Lecture – Advancing Gender Equity in Medicine

Available with English captions.

Presented by Patrice A. Harris, MD, MA, American Medical Association – Women in Medicine & Science Month lecture

Recent reports show that women make up 77% of the essential workers in the field of health care. And now, more than ever, women are on the front lines of medicine. Women play an integral part in protecting the public’s health during the COVID-19 pandemic, a once-in-a-lifetime health emergency.

Despite the outsized role women play in health care, Patrice Harris, MD, MA, reports that only about one-third of active physicians are women. In addition, just half of the students currently in medical school are women. Moreover, she says, most women bear the responsibility for most health care decisions in their personal and family lives—even those who are part of two-profession homes.

But even as women continue to take on more leadership roles and responsibilities in health care, Harris states that persistent gaps remain that keep women on unequal footing compared to their male counterparts.

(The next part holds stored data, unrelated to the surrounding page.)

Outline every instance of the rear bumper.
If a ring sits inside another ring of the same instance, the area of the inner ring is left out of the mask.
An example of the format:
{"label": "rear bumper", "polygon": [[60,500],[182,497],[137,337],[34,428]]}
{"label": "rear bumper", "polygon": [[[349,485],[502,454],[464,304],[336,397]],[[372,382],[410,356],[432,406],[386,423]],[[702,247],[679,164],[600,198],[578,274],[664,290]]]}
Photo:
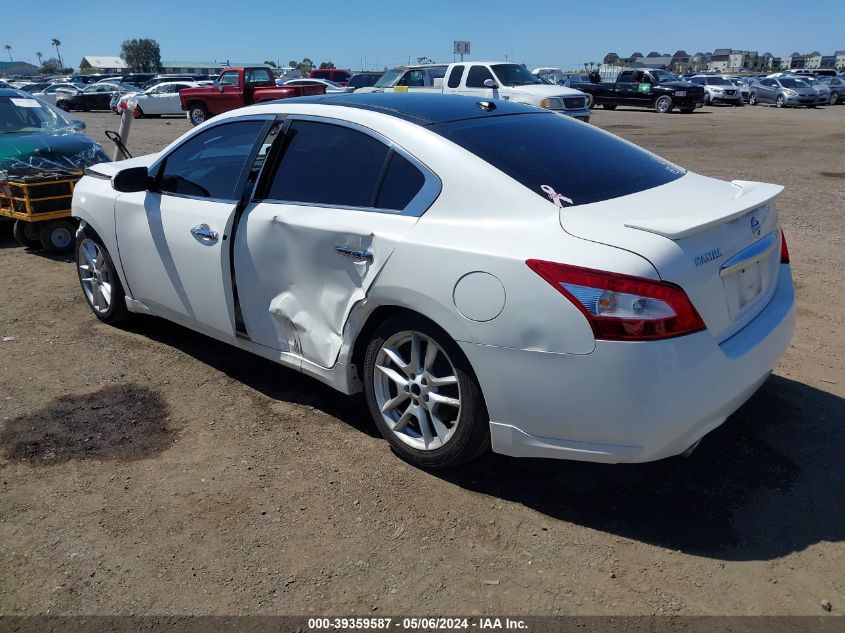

Watch now to learn more about:

  • Ways the American Medical Association (AMA) is supporting physicians during the COVID-19 pandemic, including a look at burnout among health professionals
  • Some of the efforts of the AMA’s Women Physicians Section to promote gender equity in medicine
  • How achieving gender equity in medicine requires a collaborative effort on the part of institutions and individuals

Harris explores the opportunities and obstacles women face at this historic moment in medicine and highlights the steps the AMA is taking to create gender equity in medicine. She describes efforts to grow the ranks of women working in health care, improve work-life integration, and close gaps in pay.
Harris discusses initiatives to promote gender diversity and end gender-based discrimination. She also examines efforts to expand policies and standards for parents working in health care.

The pandemic, Harris reports, “laid bare the fault lines in our health care delivery system, and it laid bare the disproportionate burden and the structural factors that determine our health.” She says that everyone in the health care field must work to address bias and discrimination against women and people of color.

“It’s beyond time to just talk about these issues,” Harris says. “Now we have to make sure we are implementing solutions that we know work.”